BERLIN - German Chancellor Angela Merkel's conservatives will Thursday meet the Greens party for initial coalition talks, sounding out an alliance that is seen as unlikely but not impossible.
The exploratory talks with the left-leaning ecologist party are part of Merkel's hunt for a governing partner after her conservatives won September 22 elections but fell short of a ruling majority.
Merkel's Christian Democrats (CDU) and their Bavarian sister party the CSU are already engaged in talks with the centre-left Social Democrats (SPD), who are widely seen as the more likely ally.
But - should those talks fail or SPD rank-and-file members revolt against a 'grand coalition' deal - Merkel could surprise voters by seeking to team up with the party the CDU long deemed radicals.
"The chances of a coalition with the Greens have risen in recent days from 'theoretical' to 'conceivable'," Environment Minister Peter Altmayer told this week's edition of news magazine Der Spiegel.

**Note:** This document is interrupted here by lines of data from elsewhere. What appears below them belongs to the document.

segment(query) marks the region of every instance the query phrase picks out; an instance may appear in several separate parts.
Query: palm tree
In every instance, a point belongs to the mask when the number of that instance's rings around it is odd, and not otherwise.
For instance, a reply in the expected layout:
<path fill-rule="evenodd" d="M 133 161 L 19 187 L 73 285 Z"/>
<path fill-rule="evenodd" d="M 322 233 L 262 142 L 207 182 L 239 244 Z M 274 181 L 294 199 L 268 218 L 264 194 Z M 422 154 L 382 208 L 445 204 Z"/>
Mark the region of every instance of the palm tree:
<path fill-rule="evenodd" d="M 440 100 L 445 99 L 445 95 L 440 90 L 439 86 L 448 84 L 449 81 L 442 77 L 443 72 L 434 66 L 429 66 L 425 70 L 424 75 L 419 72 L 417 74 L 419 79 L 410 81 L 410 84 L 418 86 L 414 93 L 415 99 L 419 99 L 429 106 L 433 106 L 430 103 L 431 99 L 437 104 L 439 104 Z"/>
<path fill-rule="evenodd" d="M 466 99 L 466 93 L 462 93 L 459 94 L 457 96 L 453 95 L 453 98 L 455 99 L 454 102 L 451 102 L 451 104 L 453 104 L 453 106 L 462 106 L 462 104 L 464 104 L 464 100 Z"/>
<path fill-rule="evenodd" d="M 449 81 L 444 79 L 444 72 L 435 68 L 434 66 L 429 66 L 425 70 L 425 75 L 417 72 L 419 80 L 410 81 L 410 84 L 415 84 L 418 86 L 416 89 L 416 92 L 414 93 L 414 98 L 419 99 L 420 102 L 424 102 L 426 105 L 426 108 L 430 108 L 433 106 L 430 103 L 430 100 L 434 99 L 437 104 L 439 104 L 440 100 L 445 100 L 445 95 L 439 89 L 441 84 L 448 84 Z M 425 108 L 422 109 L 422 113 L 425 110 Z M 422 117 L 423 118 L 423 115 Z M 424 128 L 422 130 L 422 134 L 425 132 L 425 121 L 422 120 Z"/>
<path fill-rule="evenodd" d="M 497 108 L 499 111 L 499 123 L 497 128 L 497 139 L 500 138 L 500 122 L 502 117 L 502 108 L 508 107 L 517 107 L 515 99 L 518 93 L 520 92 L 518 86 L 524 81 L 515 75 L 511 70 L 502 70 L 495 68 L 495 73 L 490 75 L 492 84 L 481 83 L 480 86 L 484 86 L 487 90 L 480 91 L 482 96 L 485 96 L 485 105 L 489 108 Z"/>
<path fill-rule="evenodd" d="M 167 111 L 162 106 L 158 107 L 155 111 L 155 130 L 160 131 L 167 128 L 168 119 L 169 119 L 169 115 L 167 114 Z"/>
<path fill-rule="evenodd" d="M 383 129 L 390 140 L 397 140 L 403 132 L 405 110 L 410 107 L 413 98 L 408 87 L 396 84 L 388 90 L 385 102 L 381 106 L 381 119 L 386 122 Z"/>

The Greens' new duo of leaders, Katrin Goering-Eckardt and Anton Hofreiter, said Wednesday they were willing to talk but remained sceptical, vowing to stick to their guns on the values they hold dear.
"We want to keep fighting for a more ecological, just and modern country," said Hofreiter, as both leaders stressed they want a far stronger push for clean energy and to combat climate change, and greater rights for immigrants and other minorities.

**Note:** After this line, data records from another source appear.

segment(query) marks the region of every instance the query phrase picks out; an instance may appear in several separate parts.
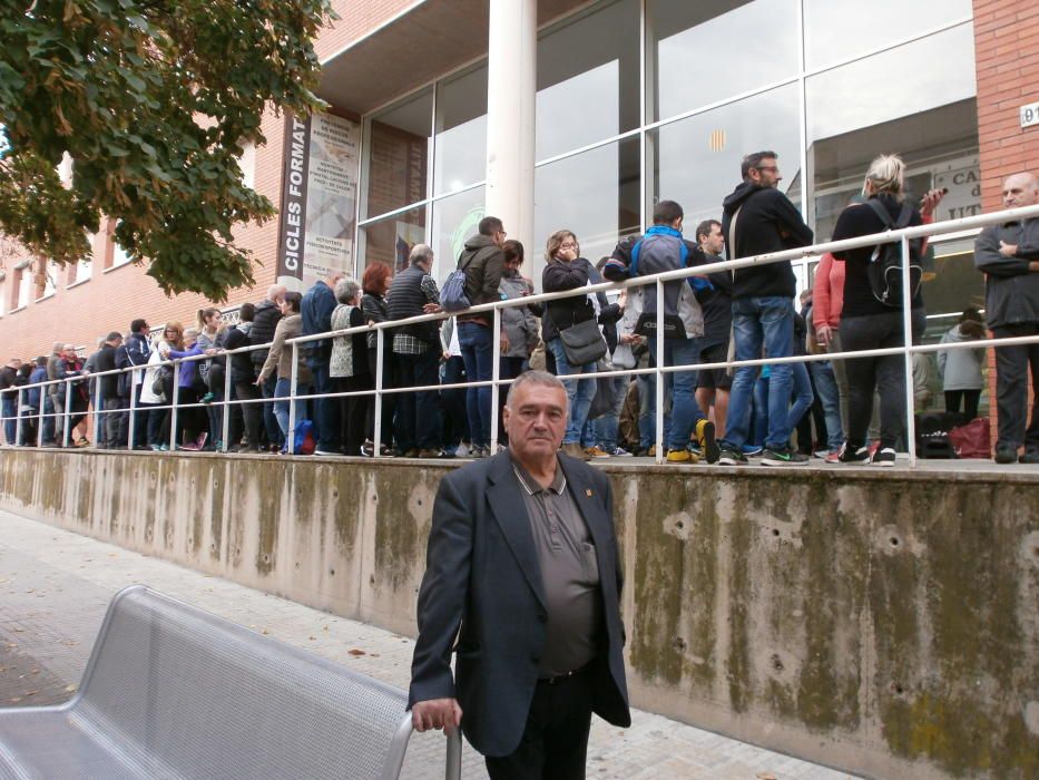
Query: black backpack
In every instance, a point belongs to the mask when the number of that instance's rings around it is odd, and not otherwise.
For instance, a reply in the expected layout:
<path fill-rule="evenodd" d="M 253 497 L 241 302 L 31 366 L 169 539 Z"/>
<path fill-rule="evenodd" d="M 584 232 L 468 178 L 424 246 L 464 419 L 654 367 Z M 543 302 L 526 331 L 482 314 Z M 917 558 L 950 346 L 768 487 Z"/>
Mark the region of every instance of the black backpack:
<path fill-rule="evenodd" d="M 871 197 L 866 203 L 873 208 L 873 212 L 884 223 L 889 231 L 896 231 L 909 225 L 913 216 L 913 209 L 908 203 L 902 204 L 902 211 L 898 220 L 892 220 L 891 214 L 876 198 Z M 920 238 L 909 241 L 909 300 L 912 301 L 920 290 L 920 282 L 923 279 L 923 267 L 920 264 Z M 886 244 L 878 244 L 870 255 L 870 264 L 866 266 L 866 277 L 870 280 L 870 290 L 873 298 L 891 309 L 902 308 L 902 242 L 892 241 Z"/>

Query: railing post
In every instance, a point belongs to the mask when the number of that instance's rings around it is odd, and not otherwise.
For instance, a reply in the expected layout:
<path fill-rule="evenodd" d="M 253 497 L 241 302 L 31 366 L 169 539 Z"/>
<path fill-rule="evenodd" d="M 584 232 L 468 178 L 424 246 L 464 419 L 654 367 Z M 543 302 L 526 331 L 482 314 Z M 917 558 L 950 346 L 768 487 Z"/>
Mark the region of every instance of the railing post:
<path fill-rule="evenodd" d="M 65 409 L 62 411 L 63 421 L 61 426 L 61 446 L 68 448 L 72 440 L 72 432 L 69 430 L 69 422 L 72 419 L 72 380 L 63 379 L 65 382 Z"/>
<path fill-rule="evenodd" d="M 656 387 L 654 388 L 654 396 L 656 397 L 657 408 L 656 413 L 654 415 L 654 426 L 656 427 L 655 438 L 657 445 L 657 451 L 655 460 L 658 464 L 664 462 L 664 372 L 660 371 L 664 368 L 664 282 L 659 279 L 654 283 L 657 285 L 657 354 L 656 367 L 654 369 L 656 377 Z"/>
<path fill-rule="evenodd" d="M 490 429 L 490 454 L 498 452 L 498 398 L 501 392 L 498 380 L 501 379 L 501 309 L 494 309 L 493 329 L 491 330 L 492 362 L 491 362 L 491 429 Z M 469 381 L 472 378 L 465 377 Z M 480 392 L 477 391 L 479 397 Z"/>
<path fill-rule="evenodd" d="M 285 432 L 287 455 L 296 451 L 296 389 L 300 373 L 300 344 L 292 342 L 292 373 L 288 379 L 288 430 Z"/>
<path fill-rule="evenodd" d="M 126 449 L 129 452 L 134 451 L 134 435 L 137 431 L 137 426 L 135 425 L 137 420 L 137 367 L 130 365 L 126 369 L 126 373 L 129 374 L 129 388 L 130 388 L 130 411 L 129 419 L 126 421 Z"/>
<path fill-rule="evenodd" d="M 169 391 L 169 451 L 177 451 L 177 396 L 180 387 L 180 362 L 174 363 L 173 389 Z"/>
<path fill-rule="evenodd" d="M 378 458 L 382 455 L 382 365 L 385 360 L 383 344 L 385 342 L 385 329 L 380 328 L 375 331 L 375 430 L 372 431 L 375 441 L 373 443 L 373 455 Z"/>
<path fill-rule="evenodd" d="M 909 451 L 909 467 L 917 467 L 917 404 L 913 388 L 913 293 L 909 276 L 909 238 L 899 240 L 902 251 L 902 338 L 905 351 L 905 448 Z"/>
<path fill-rule="evenodd" d="M 90 445 L 90 448 L 98 449 L 101 446 L 101 428 L 105 427 L 105 415 L 102 413 L 105 402 L 101 400 L 101 378 L 95 376 L 87 381 L 94 382 L 94 443 Z M 89 396 L 90 393 L 87 394 Z"/>
<path fill-rule="evenodd" d="M 228 437 L 228 433 L 231 432 L 231 413 L 232 413 L 232 410 L 231 410 L 231 361 L 232 360 L 234 360 L 234 358 L 225 352 L 224 353 L 224 401 L 223 401 L 224 417 L 220 420 L 220 422 L 223 423 L 220 426 L 220 443 L 223 446 L 223 448 L 220 449 L 222 452 L 226 452 L 227 448 L 231 446 L 231 443 L 227 441 L 227 437 Z M 239 409 L 238 411 L 242 412 L 243 422 L 244 422 L 245 410 Z M 249 446 L 253 446 L 253 442 L 249 442 Z"/>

The Greens, who grew out of the environmentalist, anti-war and anti-nuclear movements, entered parliament in the 1980s, many wearing sneakers and long hair and handing out sunflowers.
But what started as a protest party has become increasingly mainstream as German society has turned greener.

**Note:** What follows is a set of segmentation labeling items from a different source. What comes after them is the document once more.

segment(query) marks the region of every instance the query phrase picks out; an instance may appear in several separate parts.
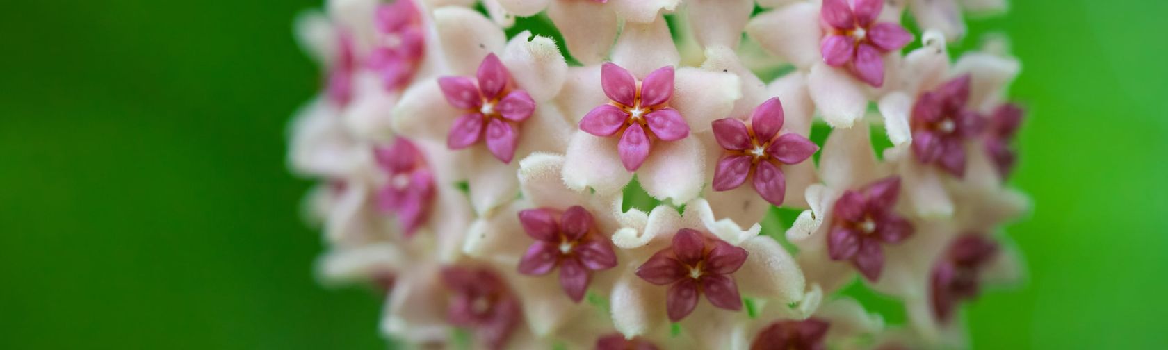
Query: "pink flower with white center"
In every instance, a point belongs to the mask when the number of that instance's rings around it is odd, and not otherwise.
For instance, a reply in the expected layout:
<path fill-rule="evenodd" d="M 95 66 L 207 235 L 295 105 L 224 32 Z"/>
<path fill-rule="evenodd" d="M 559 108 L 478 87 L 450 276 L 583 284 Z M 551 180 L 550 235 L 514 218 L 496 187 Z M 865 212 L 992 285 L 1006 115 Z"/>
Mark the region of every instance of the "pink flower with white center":
<path fill-rule="evenodd" d="M 404 88 L 425 54 L 425 29 L 412 0 L 380 4 L 374 14 L 377 46 L 368 65 L 381 75 L 385 90 Z"/>
<path fill-rule="evenodd" d="M 446 146 L 460 149 L 486 139 L 491 154 L 510 163 L 519 144 L 519 124 L 535 112 L 531 96 L 510 84 L 510 72 L 495 54 L 482 58 L 477 84 L 468 77 L 438 78 L 446 102 L 466 113 L 454 120 Z"/>
<path fill-rule="evenodd" d="M 596 350 L 658 350 L 652 342 L 641 338 L 625 338 L 623 334 L 613 334 L 596 340 Z"/>
<path fill-rule="evenodd" d="M 876 22 L 884 0 L 823 0 L 820 10 L 826 32 L 820 50 L 823 62 L 847 66 L 853 75 L 880 88 L 884 85 L 883 54 L 912 42 L 912 34 L 898 23 Z"/>
<path fill-rule="evenodd" d="M 559 286 L 575 302 L 584 299 L 592 272 L 617 266 L 617 254 L 606 237 L 596 233 L 592 214 L 572 205 L 563 214 L 550 209 L 519 212 L 527 236 L 535 238 L 519 262 L 519 272 L 543 275 L 559 267 Z"/>
<path fill-rule="evenodd" d="M 742 298 L 732 274 L 746 261 L 746 250 L 703 237 L 697 230 L 681 229 L 673 246 L 653 254 L 637 268 L 637 275 L 649 284 L 669 285 L 665 300 L 669 321 L 681 321 L 694 312 L 701 294 L 715 307 L 737 312 Z"/>
<path fill-rule="evenodd" d="M 600 85 L 611 100 L 585 114 L 579 128 L 597 136 L 619 134 L 617 149 L 630 173 L 641 167 L 655 141 L 676 141 L 689 135 L 689 125 L 681 113 L 669 107 L 673 66 L 662 66 L 638 82 L 628 70 L 605 63 Z"/>
<path fill-rule="evenodd" d="M 901 177 L 891 176 L 848 190 L 835 201 L 827 236 L 832 260 L 850 260 L 869 281 L 880 279 L 884 267 L 883 244 L 898 244 L 913 228 L 894 208 L 901 195 Z"/>
<path fill-rule="evenodd" d="M 1003 104 L 989 114 L 989 125 L 986 128 L 986 152 L 997 168 L 1001 178 L 1009 177 L 1017 163 L 1017 153 L 1010 148 L 1014 135 L 1017 134 L 1022 124 L 1022 108 L 1015 104 Z"/>
<path fill-rule="evenodd" d="M 930 274 L 933 316 L 948 323 L 959 302 L 976 298 L 981 272 L 997 253 L 997 244 L 981 235 L 966 233 L 954 239 Z"/>
<path fill-rule="evenodd" d="M 422 150 L 405 138 L 397 138 L 392 146 L 375 148 L 374 158 L 388 178 L 377 192 L 378 208 L 396 215 L 402 233 L 410 238 L 430 218 L 436 197 L 434 175 Z"/>
<path fill-rule="evenodd" d="M 758 332 L 750 350 L 823 350 L 830 324 L 820 318 L 776 321 Z"/>
<path fill-rule="evenodd" d="M 777 97 L 755 108 L 750 125 L 735 118 L 714 120 L 714 136 L 725 149 L 714 170 L 714 190 L 731 190 L 752 177 L 759 196 L 783 205 L 787 184 L 781 164 L 800 163 L 819 150 L 800 134 L 779 134 L 783 123 L 783 104 Z"/>
<path fill-rule="evenodd" d="M 965 141 L 980 132 L 981 116 L 967 107 L 969 75 L 946 82 L 917 98 L 912 106 L 912 154 L 946 173 L 965 175 Z"/>
<path fill-rule="evenodd" d="M 452 293 L 447 321 L 473 329 L 487 349 L 505 349 L 523 314 L 503 280 L 487 268 L 446 267 L 442 281 Z"/>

Many of the Greens' demands, such as greater rights for gays and lesbians and immigrants, are now widely shared, at least in theory. Millions now recycle their garbage, shop organic, ride bicycles to work and have solar panels on their roofs.
The Greens have already had a stint in government, with the SPD from 1998-2005, during which the once avowedly pacifist party signed off on Germany's military deployment to Afghanistan.